For many people, mindless eating also means fast eating…. and fast eating often means eating more than we should because, in our haste, we miss important hunger and fullness signals.

If you’re looking to lose weight, the solution may be to slow down and tune in.  Turn off the television, shut down Facebook, close the latest news headlines and….. just eat. Give yourself the time and space to focus on your meal and eat at a reasonable pace. Channel your inner-latin-lover and get sensual with your food. Chew slowly, sniff and savour your food……mmmmmm….. delicious!

When we slow down and savour our food, we naturally cultivate greater appetite awareness. You remember Appetite Awareness 101 – that class that you took in school that taught you all about your personal physiological hunger and fullness cues? Hmmmm…. that’s funny……neither do I.  

As adults most of us aren’t educated about appetite awareness. Very few of us begin eating when we’re truly hungry and stop when we’re satisfied. Instead most of us eat according to social norms.  We eat because the clock says it’s time to eat, or when someone’s birthday tells us it’s time to eat cake, or when we’re bored or when we see that advertisement for that latest connoisseur ice-cream and – darn, now I want something sweet and creamy.
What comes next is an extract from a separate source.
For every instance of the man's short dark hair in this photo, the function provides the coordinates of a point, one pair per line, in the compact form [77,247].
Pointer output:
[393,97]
Yet this habit of tuning in to satiety is a trait of naturally lean people. When we eat mindfully, we are able to pay attention to both physiological hunger and fullness cues and our body naturally regulates our intake and energy balance.

Although mindful eating is correlated with a healthy body weight, it’s not a diet and it’s not about going without.  In fact, the opposite is true. In a time when so many of us have an adversarial relationship with food, mindful eating affords us the opportunity to make friends with food again, to give it our full attention, to appreciate it and to derive great pleasure from it.
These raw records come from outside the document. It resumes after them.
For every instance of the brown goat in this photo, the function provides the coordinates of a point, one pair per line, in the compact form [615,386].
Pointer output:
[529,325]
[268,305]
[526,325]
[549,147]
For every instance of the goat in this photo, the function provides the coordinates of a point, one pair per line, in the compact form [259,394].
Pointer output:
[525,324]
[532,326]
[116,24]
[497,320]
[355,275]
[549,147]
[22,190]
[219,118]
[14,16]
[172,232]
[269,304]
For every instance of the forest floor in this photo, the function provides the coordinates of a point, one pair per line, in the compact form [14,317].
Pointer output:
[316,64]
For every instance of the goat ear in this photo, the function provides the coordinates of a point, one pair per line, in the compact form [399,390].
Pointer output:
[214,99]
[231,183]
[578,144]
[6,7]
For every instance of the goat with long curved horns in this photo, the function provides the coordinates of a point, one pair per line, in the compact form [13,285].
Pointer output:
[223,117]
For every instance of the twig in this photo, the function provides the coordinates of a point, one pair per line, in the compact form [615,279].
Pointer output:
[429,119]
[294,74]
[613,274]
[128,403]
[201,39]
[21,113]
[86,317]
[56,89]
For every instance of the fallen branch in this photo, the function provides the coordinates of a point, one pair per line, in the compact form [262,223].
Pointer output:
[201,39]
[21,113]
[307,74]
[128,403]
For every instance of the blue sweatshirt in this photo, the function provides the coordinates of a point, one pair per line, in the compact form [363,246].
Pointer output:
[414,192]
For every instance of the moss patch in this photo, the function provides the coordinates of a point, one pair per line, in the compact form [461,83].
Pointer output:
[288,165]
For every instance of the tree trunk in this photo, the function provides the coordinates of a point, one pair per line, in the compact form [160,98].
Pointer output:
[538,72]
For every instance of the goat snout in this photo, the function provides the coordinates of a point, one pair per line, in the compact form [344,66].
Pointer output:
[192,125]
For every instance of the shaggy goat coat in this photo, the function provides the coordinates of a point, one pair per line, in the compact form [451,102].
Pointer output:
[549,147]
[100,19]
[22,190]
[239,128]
In the 365 Nutrition Coaching program, we ask people to experiment with elements of mindful eating. We have received comments ranging from, ”I ate so much less” through to “I never noticed how sweet cucumber is” and “raisins make noises when you squeeze them!”.

So this week, I invite you to experiment with ways to bring awareness and enjoyment to your eating experience. Here’s are some tips to get you started….

The Mindful Eating Experiment

  1. Shut down other distractions and focus only on eating
  2. Notice what you’re feeling –are you hungry or full? Are you noticing any other feelings or sensations? Just observe without judging.
  3. Look at your food, it’s colours, size and shapes – the arrangement of food on your plate
  4. Where did it come from? Who were all the people and what were all the resources involved in getting that meal or bit of food to your plate?
  5. Smell your food
  6. Feel your food in your hands (if appropriate), feel its weight, feel it’s textures.  You can even try using your non-dominant hand to eat.
  7. Bring it to your ear, does it have a sound? What about if you squeeze it?
  8. Taste your food – put it in your mouth and notice your body’s response just for a moment – track the flavours on the different edges of your palate – what do you notice? Does it taste the same as it smells?
  9. Put your knife and fork down and chew your food slowly – notice the movements of your tongue, your teeth, etc. Again notice the texture of the food change.
  10. Swallow the food and track it moving through your body. Are there any flavours or sensations lingering in your mouth?
  11. Check in with your hunger cues throughout the meal and when you’re 80% full, push your plate away and really enjoy that perfect level of satisfaction.